The McCarrick report – and other things to expect in 2020

LONDON (ENGLAND)
Catholic Herald

Jan. 2, 2020

By Christopher Altieri

As the year 2020 opens, the Church appears to have entered into the slogging phase of its leadership crisis. Part of that is due to what one might call “scandal fatigue” – the sense that no wickedness, incompetence or rot has the power to surprise once discovered. It is also partly due to the nature of protracted crises, which periodically flare up or explode in scandal and then fall into a gruesome routine.

Here are three things likely to happen in 2020, followed by three that could happen – by “could” I mean something in between “possible” and “likely as not”.

Things that are likely to happen in 2020:

1) The Vatican will release its report on former cardinal Theodore McCarrick. It will be brief. Rumours put it at about 250 pages, which is light for a dossier supposed to be an exhaustive treatment of the Vatican’s engagement with a churchman who had a 60-year career, especially when the report is produced by an organisation that writes everything down and never throws anything away.

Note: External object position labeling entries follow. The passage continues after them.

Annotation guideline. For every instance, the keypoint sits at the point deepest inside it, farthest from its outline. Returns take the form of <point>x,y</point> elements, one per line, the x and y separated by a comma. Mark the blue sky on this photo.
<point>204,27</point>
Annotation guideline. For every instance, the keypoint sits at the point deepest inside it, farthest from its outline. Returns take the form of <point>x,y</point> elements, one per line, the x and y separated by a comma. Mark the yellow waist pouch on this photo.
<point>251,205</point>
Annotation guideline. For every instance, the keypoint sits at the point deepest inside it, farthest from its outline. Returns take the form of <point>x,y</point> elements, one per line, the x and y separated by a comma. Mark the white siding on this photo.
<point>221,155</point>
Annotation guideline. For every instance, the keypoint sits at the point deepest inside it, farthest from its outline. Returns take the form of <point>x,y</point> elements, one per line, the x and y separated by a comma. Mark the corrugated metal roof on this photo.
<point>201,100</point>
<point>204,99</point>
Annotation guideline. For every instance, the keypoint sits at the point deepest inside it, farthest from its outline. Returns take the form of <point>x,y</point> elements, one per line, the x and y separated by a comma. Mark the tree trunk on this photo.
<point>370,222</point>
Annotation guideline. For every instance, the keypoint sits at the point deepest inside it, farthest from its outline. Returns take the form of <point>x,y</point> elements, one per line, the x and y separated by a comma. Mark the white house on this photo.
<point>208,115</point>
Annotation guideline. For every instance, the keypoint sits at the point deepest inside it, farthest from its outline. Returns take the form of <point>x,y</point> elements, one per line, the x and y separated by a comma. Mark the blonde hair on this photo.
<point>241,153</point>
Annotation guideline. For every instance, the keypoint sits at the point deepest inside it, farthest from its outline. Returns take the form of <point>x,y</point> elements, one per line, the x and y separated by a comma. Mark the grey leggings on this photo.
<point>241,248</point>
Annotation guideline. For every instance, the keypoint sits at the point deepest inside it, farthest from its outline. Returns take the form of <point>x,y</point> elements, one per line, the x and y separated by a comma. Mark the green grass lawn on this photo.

The report is likely to make things worse for the Vatican, at least in the short term.

It will answer some questions, keep the commentariat talking and give reporters solid leads. But it will not add to the picture of the last six decades as much as (or in the ways) people expect.

2) There will be more bad news on both the financial and abuse cover-up fronts.

This one is pretty much a no-brainer. There is little hope that the higher-ups in the Vatican will either experience a change of heart or learn good crisis communications practice, so expect news of this sort to come piecemeal. Some things that are very big deals will make very little noise (given our crisis fatigue), and others of relatively minor scale will generate a good deal of noise, especially if they contain all three elements of the scandal trifecta: sex, money and power.

3) Francis will promulgate the new apostolic constitution reforming the Roman Curia.